This little known fact will help you win at Trivial Pursuit this Christmas: Fibre-optic technology, the backbone of the world’s internet networks, was not developed in Silicon Valley, but in a field in Suffolk at Adastral Park.
And to further your technology points, you could mention that it is home to BT’s research division, and has played host to some of the biggest breakthroughs in telecoms ever, including the development of fibre and the world’s first mobile data call.
The 400-acre site east of Ipswich, takes its name from the RAF motto Per Ardua ad Astra, as the site originally was an airport, an experimental aircraft testing site home to squadrons of Blenheim bombers and Spitfires in World War II. The flat Suffolk landscape made it a perfect site for the British Telecommunications labs in the 1960s, when the company was owned by the Post Office.
Adastral Park has since grown to become the Ipswich area’s biggest employer, with 3,000 BT staff and 1,000 workers from other companies, ranging from start-ups to the Chinese equipment giant Huawei. The site contains a closed-loop network that is the equivalent to the size of Belgium’s internet, while ten million British broadband lines and the country’s largest Wi-Fi network are managed within its boundaries.

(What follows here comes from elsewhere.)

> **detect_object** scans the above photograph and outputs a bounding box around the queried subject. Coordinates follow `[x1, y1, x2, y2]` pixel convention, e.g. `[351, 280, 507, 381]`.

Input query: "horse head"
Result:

But the reason we are talking about Adastral Park isn’t actually to help you win at Trivial Pursuit over the holidays. It is because Adastral Park’s finest engineers have confirmed that the next big breakthrough in telecommunications will likely be quantum communications, a process that harnesses subatomic particles to make telecoms networks impossible to hack. Data is sent across a network that requires ‘keys’ at both ends to decode it. This is achieved by sending a pulse of photons through the network to foil eavesdropping hackers. The UK government is pumping £270 million into the quantum industry in the hopes that the UK can compete with China, which is rapidly developing quantum communications.
But in bad news for all traditional phone line users, once quantum communications becomes commercially available it is really only going to help businesses that are using fibre for their voice and data communications. The good news is fibre connectivity is increasingly available across the UK, and can provide your businesses with faster internet speeds, and a better VoIP business phone system now—not only at some point in the distant future when quantum communications is a reality.
So the take-aways for trivial pursuit? 1) The UK developed fibre optic technology 2) The UK is working on using it for quantum communications 3) Quantum communications is the next big thing 4) Your business can have fibre optic connectivity today.
About VTSL
VTSL is a London based business phone system provider specialising in hosted communications including fibre optic connectivity. The company was one of the first to market with a VoIP business phone system that guaranteed voice quality in 2006 and has continued to develop its own IP and applications, providing businesses with industry leading telephony solutions. For more information on VTSL’s business phone systems or fibre connectivity please get in touch at info@vtsl.net.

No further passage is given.